Karandeep_Kawatra - Machine Learning Pathway

Karandeep_Kawatra · August 7, 2020, 6:51pm

Overview of things learned:

Technical:

Tools: Google Collab, Slack, Notion, Google Meet, BeautifulSoup, Tensorflow (Keras modeling), modAL, Prodigy, LightTag

Soft Skills:

Learned to become more vocal due to smaller sized teams
Shared my work with my teammates and gave my input
Got over the fear of being the youngest yet naive person in my group and took risks for sharing my ideas
Learned that communication was key since we have a diverse team from all over the world
Connected/bonded with my team and learned more about their background

Achievement Highlights:

Web scraped the StackExchange forum data with titles, content and tags from 4 different categories: Computer Science, Data Science, Computational Science and Machine Learning
Built a sequential model using BERT Embeddings from the scraped data.
Built a model using TF IDF embeddings which predicted the tags based on the content of the forum
Learned and experimented with the Active Learning library and tag annotation tools such as Prodigy and Lightag.

Meetings Attended:

Weekly team meetings hosted by our leads (11 of them total; occurred twice a week)
Team Building meetings: our leads discussed resume building and how to reach out to various companies for potential employment

Goals for this week:

To integrate the full functioning model that could use the Active Learning loop we had created to predict the tags based on the title and continuing on for the posts in the data set.

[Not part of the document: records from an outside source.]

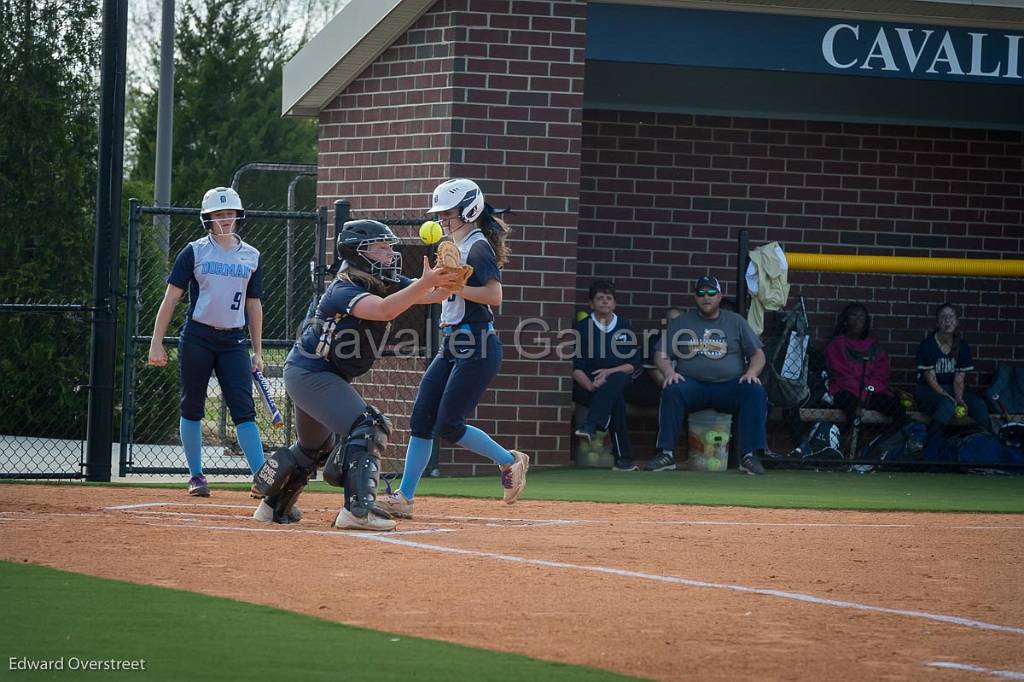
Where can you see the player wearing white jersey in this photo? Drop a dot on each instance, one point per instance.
(471, 353)
(224, 280)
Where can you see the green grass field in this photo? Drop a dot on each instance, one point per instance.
(796, 489)
(52, 614)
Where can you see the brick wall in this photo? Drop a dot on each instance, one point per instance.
(489, 90)
(663, 198)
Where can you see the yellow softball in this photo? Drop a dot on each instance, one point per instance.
(430, 231)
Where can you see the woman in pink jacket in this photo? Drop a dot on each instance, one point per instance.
(859, 367)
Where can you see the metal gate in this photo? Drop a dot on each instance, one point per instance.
(293, 245)
(44, 376)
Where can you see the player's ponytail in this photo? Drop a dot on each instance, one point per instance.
(497, 231)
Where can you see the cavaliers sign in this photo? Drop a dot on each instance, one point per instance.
(922, 51)
(802, 44)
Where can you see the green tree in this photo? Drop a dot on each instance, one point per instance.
(227, 104)
(48, 107)
(49, 55)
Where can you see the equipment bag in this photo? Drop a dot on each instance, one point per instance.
(784, 375)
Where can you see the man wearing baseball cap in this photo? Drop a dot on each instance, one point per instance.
(718, 358)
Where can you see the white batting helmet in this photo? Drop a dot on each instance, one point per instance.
(461, 194)
(221, 199)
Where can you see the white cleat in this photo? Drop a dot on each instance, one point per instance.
(514, 476)
(348, 521)
(395, 504)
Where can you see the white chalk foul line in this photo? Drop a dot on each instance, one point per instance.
(796, 596)
(354, 534)
(146, 505)
(799, 525)
(1006, 674)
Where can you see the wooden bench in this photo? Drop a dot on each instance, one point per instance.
(810, 415)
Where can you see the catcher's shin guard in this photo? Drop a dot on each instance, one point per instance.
(354, 464)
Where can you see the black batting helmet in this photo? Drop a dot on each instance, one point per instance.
(353, 243)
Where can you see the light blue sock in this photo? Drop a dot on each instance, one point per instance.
(192, 442)
(252, 446)
(417, 456)
(479, 442)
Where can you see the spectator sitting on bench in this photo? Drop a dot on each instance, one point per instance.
(603, 366)
(718, 358)
(858, 368)
(943, 359)
(645, 390)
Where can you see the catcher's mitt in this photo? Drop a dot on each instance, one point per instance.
(450, 258)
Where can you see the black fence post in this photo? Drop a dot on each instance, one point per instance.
(742, 254)
(130, 332)
(103, 337)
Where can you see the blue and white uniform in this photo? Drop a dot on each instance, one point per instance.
(213, 339)
(468, 359)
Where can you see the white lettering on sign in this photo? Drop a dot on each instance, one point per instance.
(922, 51)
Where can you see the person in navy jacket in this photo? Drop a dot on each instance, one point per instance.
(603, 367)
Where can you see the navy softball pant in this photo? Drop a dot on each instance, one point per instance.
(204, 350)
(748, 401)
(454, 383)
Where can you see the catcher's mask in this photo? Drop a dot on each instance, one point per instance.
(354, 242)
(1012, 435)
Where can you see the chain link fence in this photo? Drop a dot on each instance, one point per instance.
(45, 372)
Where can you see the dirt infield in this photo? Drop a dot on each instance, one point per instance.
(667, 592)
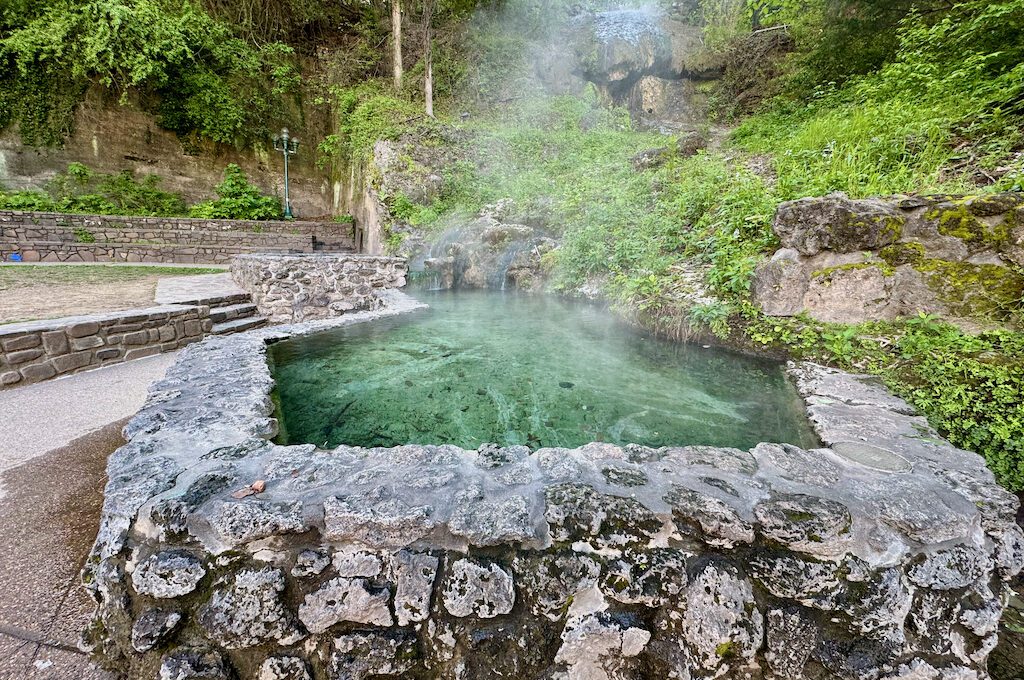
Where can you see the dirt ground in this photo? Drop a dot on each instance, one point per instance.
(32, 292)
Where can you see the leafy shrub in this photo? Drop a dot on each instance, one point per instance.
(369, 113)
(237, 199)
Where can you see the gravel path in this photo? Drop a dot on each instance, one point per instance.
(42, 417)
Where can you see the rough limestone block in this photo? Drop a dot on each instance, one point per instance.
(13, 358)
(23, 342)
(885, 553)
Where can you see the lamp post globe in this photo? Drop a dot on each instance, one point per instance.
(287, 145)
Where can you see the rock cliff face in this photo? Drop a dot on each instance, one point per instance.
(849, 261)
(492, 251)
(638, 58)
(884, 555)
(111, 138)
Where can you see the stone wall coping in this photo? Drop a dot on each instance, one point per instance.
(221, 550)
(221, 224)
(322, 256)
(873, 445)
(20, 328)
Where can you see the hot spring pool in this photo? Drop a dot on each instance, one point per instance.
(509, 369)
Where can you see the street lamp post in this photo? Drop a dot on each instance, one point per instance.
(289, 146)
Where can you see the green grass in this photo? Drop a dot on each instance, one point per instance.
(13, 277)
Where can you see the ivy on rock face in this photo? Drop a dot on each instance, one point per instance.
(237, 199)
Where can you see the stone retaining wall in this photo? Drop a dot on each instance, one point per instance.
(298, 243)
(50, 251)
(320, 229)
(297, 288)
(884, 555)
(38, 350)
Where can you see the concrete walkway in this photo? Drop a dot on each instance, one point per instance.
(48, 521)
(55, 437)
(48, 415)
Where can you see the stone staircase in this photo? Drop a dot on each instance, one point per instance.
(231, 309)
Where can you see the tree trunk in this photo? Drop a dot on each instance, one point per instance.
(428, 80)
(396, 42)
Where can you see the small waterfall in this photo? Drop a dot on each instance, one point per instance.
(482, 252)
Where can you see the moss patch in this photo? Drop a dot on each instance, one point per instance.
(986, 291)
(955, 219)
(902, 253)
(826, 274)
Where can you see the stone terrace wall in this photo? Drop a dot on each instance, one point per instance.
(222, 555)
(38, 350)
(65, 238)
(295, 288)
(849, 261)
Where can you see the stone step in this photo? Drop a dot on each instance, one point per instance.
(231, 311)
(220, 301)
(239, 325)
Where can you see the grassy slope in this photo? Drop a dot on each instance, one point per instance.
(928, 122)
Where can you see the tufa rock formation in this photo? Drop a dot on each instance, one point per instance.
(849, 260)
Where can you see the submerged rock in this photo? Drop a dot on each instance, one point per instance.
(849, 261)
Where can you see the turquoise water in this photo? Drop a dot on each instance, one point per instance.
(489, 367)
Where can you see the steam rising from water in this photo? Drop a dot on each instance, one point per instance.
(482, 367)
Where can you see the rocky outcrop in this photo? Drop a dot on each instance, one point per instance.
(407, 169)
(884, 554)
(300, 288)
(492, 251)
(643, 60)
(849, 260)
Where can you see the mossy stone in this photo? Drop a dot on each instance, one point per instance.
(956, 219)
(902, 253)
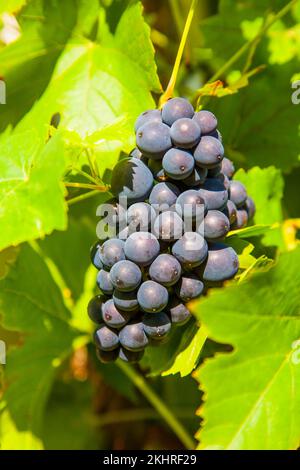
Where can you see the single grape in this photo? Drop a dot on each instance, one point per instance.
(165, 270)
(130, 356)
(216, 225)
(250, 207)
(189, 287)
(153, 139)
(107, 356)
(191, 205)
(176, 108)
(95, 255)
(111, 252)
(114, 317)
(141, 248)
(168, 226)
(227, 167)
(206, 120)
(214, 193)
(190, 250)
(95, 308)
(241, 219)
(132, 179)
(178, 164)
(237, 193)
(151, 115)
(140, 216)
(133, 337)
(126, 301)
(125, 275)
(185, 133)
(163, 195)
(104, 282)
(230, 211)
(152, 297)
(197, 177)
(222, 263)
(156, 325)
(179, 313)
(209, 152)
(106, 338)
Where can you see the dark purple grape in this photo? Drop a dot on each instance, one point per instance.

We will deploy this probably through AWS
To test our model on Stem-Away dataset if possible

Tasks Done:

Webscraped StackExchange forum using BeautifulSoup
Researched annotation tools such as prodigy and light tags to use in
Preprocessed the data from my dataset to used BERT and TF IDF to embed our text (later discovered that TF IDF was the better option since it did not have limit on features)
Got the most frequent tags (25) and displayed them graphically (discovered machine learning was the most frequent by a landslide)
Used metrics to calculate the accuracy for both models (precision, recall and f1 scoring)
Found that the TF IDF gave me a better accuracy of 70% compared to the BERT of 40%
Researched and tried to implement the Active Learning within my model (did not workout well)